How do you ensure your pastries have a balanced sweetness?

When you get fruit that is really in season, you have a lot of sugar inside the produce. When I was in the Plaza Athénée, I developed a process to take the sugar out of the fruit. I do something like a compote, but for a long, long time, and at the end you have all the sugar. You take all of it and dry it out and make a caramel. We use this as the base of the desserts. And then we have seasonal fruits. When I need to add sugar, I like to use honey, because it has a lot of taste in it. I don’t use a lot of sugar because the fruit has a lot already.  

Alain Ducasse came in two months ago, and he tasted the chocolate cake and he said, “It’s too much sugar!” So I took out some sugar, but I couldn’t take out all of it. We need to have a little. He’s a good taster. He’s helped me a lot, because I don’t have time to go to all the restaurants in Paris and to see what they do. He eats in all the restaurants all the time, so he can tell me if it’s something new or if it’s something you can see in all the restaurants.  

Is your goal to be creating something new?

No, but I want to be doing something different. I like to take the guests something they don’t know. My strawberry tart, for instance, has a pesto with nettles, and you can taste it. It’s important to show guests new products or something you don’t see all the time. 

What does success mean to you at this point in your career?

That is difficult. In France, you have a lot of people who are big and successful on Instagram and they do a lot, but the pastry is not good. So I don’t always understand what people want. I just want to propose something new, but I don’t have time for [social media]. I have someone who does my communications for me and she told me, “You need to do this, you need to do that.” But I have just two hands and I work in two places and I have a little girl, so it’s difficult for me to think about success [that way]. But I think success comes with the pastry you do. 

Do you have a favorite place to eat pastries in Paris? 

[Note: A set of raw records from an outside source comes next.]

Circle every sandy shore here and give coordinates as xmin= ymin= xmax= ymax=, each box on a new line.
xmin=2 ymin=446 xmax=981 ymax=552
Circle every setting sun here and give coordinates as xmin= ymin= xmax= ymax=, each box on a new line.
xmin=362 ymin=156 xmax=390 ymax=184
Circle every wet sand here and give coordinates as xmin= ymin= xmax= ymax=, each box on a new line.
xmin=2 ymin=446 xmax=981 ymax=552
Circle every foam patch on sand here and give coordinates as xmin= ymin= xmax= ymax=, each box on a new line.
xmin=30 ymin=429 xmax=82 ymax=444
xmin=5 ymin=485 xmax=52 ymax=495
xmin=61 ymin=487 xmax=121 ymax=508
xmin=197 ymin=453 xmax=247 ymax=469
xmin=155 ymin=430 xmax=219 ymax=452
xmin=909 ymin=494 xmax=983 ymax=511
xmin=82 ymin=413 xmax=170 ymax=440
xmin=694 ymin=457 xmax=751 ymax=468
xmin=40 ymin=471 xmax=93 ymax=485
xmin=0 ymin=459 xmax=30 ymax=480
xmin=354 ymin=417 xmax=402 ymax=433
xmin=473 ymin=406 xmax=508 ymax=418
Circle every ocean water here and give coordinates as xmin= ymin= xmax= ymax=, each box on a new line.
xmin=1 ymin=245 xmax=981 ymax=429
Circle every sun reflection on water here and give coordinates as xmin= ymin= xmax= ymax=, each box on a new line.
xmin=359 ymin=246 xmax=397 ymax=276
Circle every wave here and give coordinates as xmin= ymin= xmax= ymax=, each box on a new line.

I have a lot! I like a pastry chef named Claire Heitzler. I like her style and her pastries because she’s really a perfectionist. All of the things she does are really beautiful. I like her spirit. She’s a really good chef. She has a shop in Levallois-Perret, just next to Paris. I like Yann Couvreur. He’s a chef a little like me, because he comes from restaurants and then he opened a shop. His desserts are really different. A lot of flavor. He has three or four shops in Paris and one in Japan.

Do you want to open your own shop? 

Yes, but not in Paris. I don’t like the spirit. I’m tired of the pressure in Paris; of “you need to do this, you need to do that.” I don’t want that. I’m looking in a little town near Lille or Bordeaux, or somewhere like that. But not in Paris. Here you work, and you have a pastry shop and you work in the pastry shop. It’s difficult to have something new in Paris. I think it’s like that in London, too. And the [pastry shops here] do all the same things. You have a lemon tart, you have a strawberry tart. Do something different! I’m looking for a new experience. But I want to keep the San Régis, because I like this hotel and I like the spirit, but I don’t want to open a shop here. 

What is the last great meal you had? 

There is a restaurant in Lille, in the north of France, called Rozo. They do a starter with mushrooms, watercress and caviar lemon, and it’s crazy. Every time I go I eat it. I could eat it every day. I think it’s their signature dish.